We were passing through by far the most exquisite scenery we had yet seen on the journey. No, more than that. The most exquisite scenery we had seen, ever. The southern coast of Finland, the northern coast of the Gulf, was dotted with over 80,000 islands. And every one was beautiful.

The border had moved back and forth along this fragmented shore many times in the last 1,000 years. The Swedes had been beaten back home by Peter the Great. For 300 years Finland had been part of Russia. (During the Crimean War, a British fleet had been sent to bombard Åland, which was way out to our west.) Russia had only let go of this wonderland, where the tsar had yachted, in 1917, when the Finns negotiated their independence with Lenin.

We snaked past reed beds, close to rocks, in and out of channels. We twisted between high boulders of granite, running alongside bright patches of green reed, periodically breaking out into sudden wide sounds, crossed by larger boats.

‘There was this bloke by the door who seemed to be wanking for hours and hours.’

‘How long were you there, then?’

‘I don’t know. Oh, I see. Oh, all night, I suppose, but it was a little bit off-putting, because the corridor was rather narrow and you had to sort of get by without ever getting in the way.’

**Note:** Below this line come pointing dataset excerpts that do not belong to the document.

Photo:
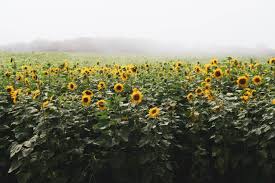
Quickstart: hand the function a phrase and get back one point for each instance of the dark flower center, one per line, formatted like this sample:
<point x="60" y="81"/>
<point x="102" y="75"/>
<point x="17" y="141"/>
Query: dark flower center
<point x="136" y="97"/>
<point x="242" y="81"/>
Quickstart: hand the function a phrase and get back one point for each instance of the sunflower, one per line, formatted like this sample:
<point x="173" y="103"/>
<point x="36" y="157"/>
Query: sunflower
<point x="245" y="98"/>
<point x="7" y="74"/>
<point x="88" y="92"/>
<point x="207" y="80"/>
<point x="14" y="95"/>
<point x="197" y="69"/>
<point x="19" y="77"/>
<point x="199" y="91"/>
<point x="72" y="86"/>
<point x="272" y="60"/>
<point x="154" y="112"/>
<point x="124" y="76"/>
<point x="101" y="104"/>
<point x="257" y="80"/>
<point x="242" y="81"/>
<point x="208" y="94"/>
<point x="214" y="61"/>
<point x="25" y="67"/>
<point x="46" y="73"/>
<point x="190" y="96"/>
<point x="10" y="89"/>
<point x="35" y="94"/>
<point x="207" y="67"/>
<point x="27" y="82"/>
<point x="34" y="77"/>
<point x="86" y="100"/>
<point x="45" y="104"/>
<point x="207" y="86"/>
<point x="118" y="87"/>
<point x="101" y="85"/>
<point x="217" y="73"/>
<point x="136" y="97"/>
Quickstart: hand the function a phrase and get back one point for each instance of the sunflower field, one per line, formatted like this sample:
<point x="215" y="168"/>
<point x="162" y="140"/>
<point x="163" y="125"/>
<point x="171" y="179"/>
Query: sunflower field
<point x="149" y="122"/>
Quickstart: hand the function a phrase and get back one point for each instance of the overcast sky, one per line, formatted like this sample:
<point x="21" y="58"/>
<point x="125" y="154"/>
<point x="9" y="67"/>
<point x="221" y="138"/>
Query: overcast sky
<point x="247" y="23"/>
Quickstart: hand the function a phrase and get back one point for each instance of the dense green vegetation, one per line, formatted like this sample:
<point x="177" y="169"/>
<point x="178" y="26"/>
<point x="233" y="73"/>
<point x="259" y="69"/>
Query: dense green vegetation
<point x="67" y="118"/>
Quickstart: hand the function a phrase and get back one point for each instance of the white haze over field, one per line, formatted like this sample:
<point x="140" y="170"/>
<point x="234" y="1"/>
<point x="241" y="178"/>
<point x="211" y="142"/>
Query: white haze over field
<point x="192" y="24"/>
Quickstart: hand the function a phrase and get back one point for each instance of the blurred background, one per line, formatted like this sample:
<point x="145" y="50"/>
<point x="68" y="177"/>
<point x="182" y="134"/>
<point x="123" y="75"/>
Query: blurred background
<point x="141" y="27"/>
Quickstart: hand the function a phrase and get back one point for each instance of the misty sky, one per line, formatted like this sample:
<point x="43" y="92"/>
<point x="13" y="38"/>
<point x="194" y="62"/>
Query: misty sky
<point x="247" y="23"/>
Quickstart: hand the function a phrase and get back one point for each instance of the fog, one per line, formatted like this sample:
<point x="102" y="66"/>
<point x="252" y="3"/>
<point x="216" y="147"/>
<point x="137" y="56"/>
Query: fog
<point x="139" y="26"/>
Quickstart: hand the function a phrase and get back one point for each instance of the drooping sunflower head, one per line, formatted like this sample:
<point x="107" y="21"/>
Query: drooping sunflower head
<point x="154" y="112"/>
<point x="217" y="73"/>
<point x="72" y="86"/>
<point x="86" y="100"/>
<point x="88" y="92"/>
<point x="136" y="97"/>
<point x="242" y="81"/>
<point x="101" y="85"/>
<point x="118" y="87"/>
<point x="257" y="80"/>
<point x="101" y="104"/>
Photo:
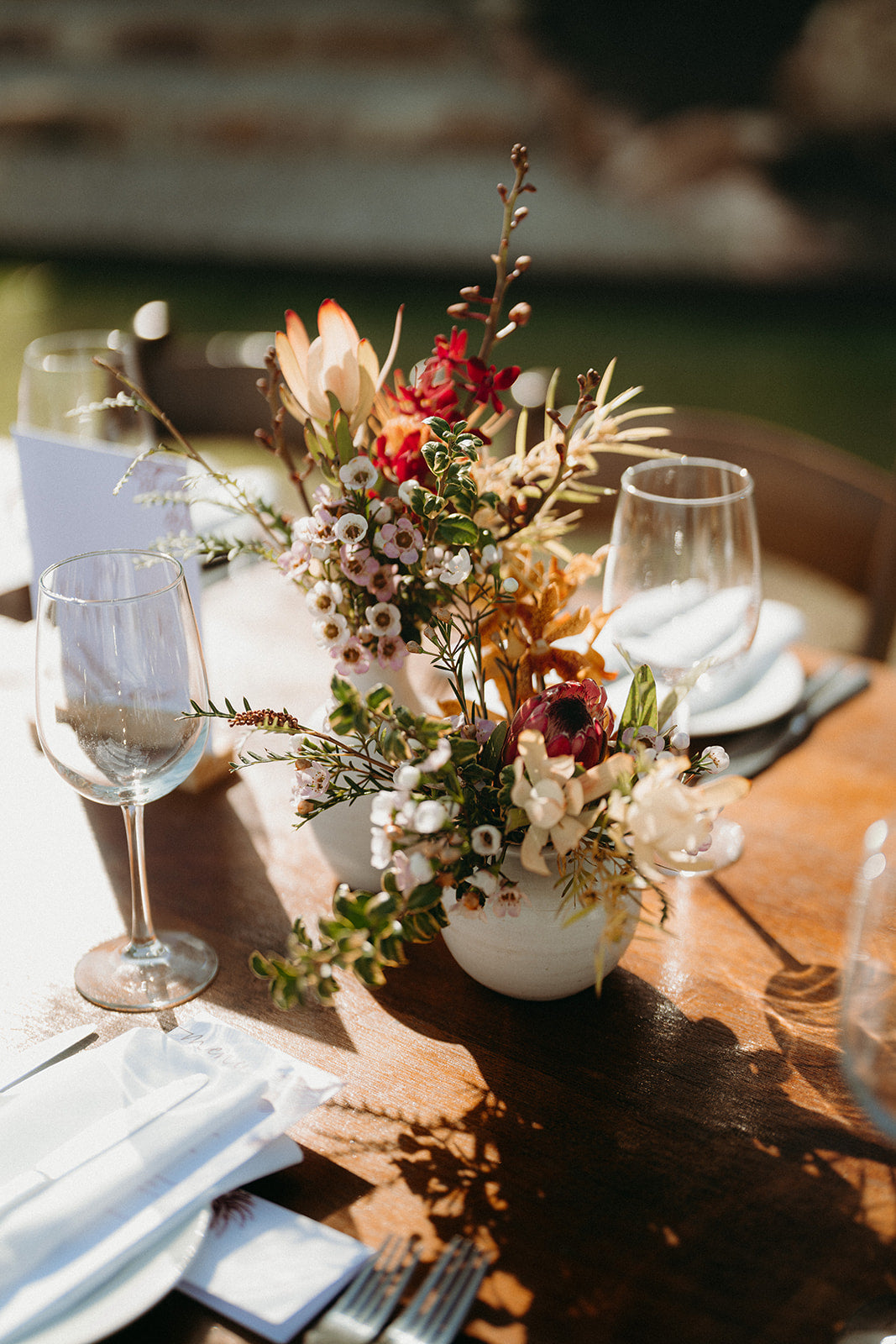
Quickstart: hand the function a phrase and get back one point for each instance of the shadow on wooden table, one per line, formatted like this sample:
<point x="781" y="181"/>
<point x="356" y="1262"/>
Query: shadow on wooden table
<point x="206" y="870"/>
<point x="658" y="1178"/>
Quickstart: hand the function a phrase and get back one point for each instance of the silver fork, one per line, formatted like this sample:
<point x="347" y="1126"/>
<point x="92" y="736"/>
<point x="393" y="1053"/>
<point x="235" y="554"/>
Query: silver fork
<point x="359" y="1315"/>
<point x="437" y="1312"/>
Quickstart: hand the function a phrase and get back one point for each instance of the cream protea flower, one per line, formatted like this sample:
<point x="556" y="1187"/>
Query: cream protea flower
<point x="338" y="360"/>
<point x="665" y="823"/>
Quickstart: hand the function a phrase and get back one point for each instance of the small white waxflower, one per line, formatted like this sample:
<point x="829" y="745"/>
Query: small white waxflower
<point x="332" y="631"/>
<point x="486" y="842"/>
<point x="439" y="756"/>
<point x="385" y="804"/>
<point x="405" y="492"/>
<point x="457" y="569"/>
<point x="718" y="759"/>
<point x="312" y="783"/>
<point x="324" y="598"/>
<point x="484" y="880"/>
<point x="430" y="816"/>
<point x="351" y="528"/>
<point x="383" y="618"/>
<point x="359" y="475"/>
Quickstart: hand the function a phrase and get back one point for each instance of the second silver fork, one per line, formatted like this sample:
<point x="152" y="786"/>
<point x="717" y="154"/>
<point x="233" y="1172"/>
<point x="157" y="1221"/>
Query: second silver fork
<point x="439" y="1307"/>
<point x="365" y="1305"/>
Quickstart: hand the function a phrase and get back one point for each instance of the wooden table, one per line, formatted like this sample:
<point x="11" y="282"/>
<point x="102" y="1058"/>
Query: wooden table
<point x="678" y="1160"/>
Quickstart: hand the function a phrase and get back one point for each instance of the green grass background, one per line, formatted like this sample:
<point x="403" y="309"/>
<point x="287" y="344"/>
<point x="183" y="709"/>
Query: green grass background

By the terms of the slimy Ribbentrop–Molotov agreement, on the eve of the Second World War, the Russians had been ‘given’ Finland, as a sphere of influence, by the Germans. They invaded in 1939. To the north of where we were now, up in Karelia, in a freezing, vicious winter war, the Finns miraculously held off the Russians for 100 days. But, with no one to support them, and in temperatures of minus 40 degrees, they had been forced finally to agree to the Peace of Moscow. The tiny country lost 25,000 people, and a lot of territory, but it did halt the Red Army, a feat so worthy of everyone’s admiration and respect that it is disturbing to realize that Finland ended up on the wrong side at the end of the Second World War. During their fight for independence, they had looked to Germany for help. As a result, they narrowly avoided becoming a post-war satellite, as the Baltic states did. They remained free, but had to pay huge reparations to Russia – $226 million by 1938 prices.

We had decided on a passage marked with a ‘4’, which meant there was never less than 4 metres of water. There were others marked ‘3’, ‘6’ and ‘10’ and they ran for hundreds of miles, intersecting each other, or heading off north to cities way inland, or plunging south, to an open sea we hardly even glimpsed. The whole area was alive with potential. Like a smoothly edited travelogue, it continuously fired visions of exquisite beauty at us. Nothing was grand or magisterial. Everything was proportionate. It was totally exhausting.

‘Look at that!’

‘God, how lovely.’

To begin with we drew attention to the little humped boulders, flecked with lichen, the deeper woods, the crooked pines surmounting an islet, the cleft in the rocks, the turn in the channel, but then we ran out of awe. And there were hundreds of miles of this to go. From here until we left Åland, a week of constant motoring later, the engaging, mysterious, unfolding, sliding-screen, revelatory, ever-changing spectacle never let up.

Finland’s entire history, like that of so many of the small countries of the area, had been driven by a wholly justified fear of its neighbours. The disputes, the civil wars, the blood-letting, even the internal political geography were caused by the aggressive policies of Russia, Germany and, before them, Sweden. During the post-war period, the cost of reparations motivated the Finns to industrialize and, ironically, this was the foundation of a thriving capitalist economy; but the ‘special relationship’ they had with Russia gave the Cold War a new word: ‘Finlandization’, as used by American hawks, meant a Western European country too sympathetic to Russia. With liberalization, in the 1980s, the Finns wanted to clear their name, and so they sent for Melvyn Kenneth Smith and me.

Yes, us two chirpy Brit sketch-comics played a small but, we like to think, vital part in the post-war history of plucky Finland. I played a smaller part than him. He played Santa Claus. I was just ‘interviewer’.

Ronald Reagan was coming to Europe and he intended to visit Finland. They feared that the Great Communicator, like rather a lot of Americans, thought that Finland was still part of Russia, and they wanted to demonstrate that, though not allied with Nato, Finland was a free, Western-type place, with the right ideas and good toilets. To do this they decided to show him a short film on the plane on the way over.

The Finns had taken to Smith and Jones in a way that probably baffled the BBC. When we were shipped over to begin work on this important propaganda, we were embraced by restaurant owners and stopped the traffic in urinals. Naturally, ever since, I have had an affection for Finland. I remembered smiles from stunning elfin girls with white blonde hair. I remembered bear-hugs from massive stoker types in hotels. I had assured the others on Undina it would be like going home, and I was excited to be now threading through the islands to Helsinki, but I hadn’t expected it to be quite so beautiful on the way.

‘Why do the British go to the Grand Canyon, get on an airliner to fly to Australia to look at Ayers Rock, or visit the Seychelles, when they could come to these extraordinary islands?’ I asked.

‘Yeah, yeah,’ said Bob, lighting another cigarette, ‘but, tell me, Christophe, do you go to these fetish clubs in London too, or what?’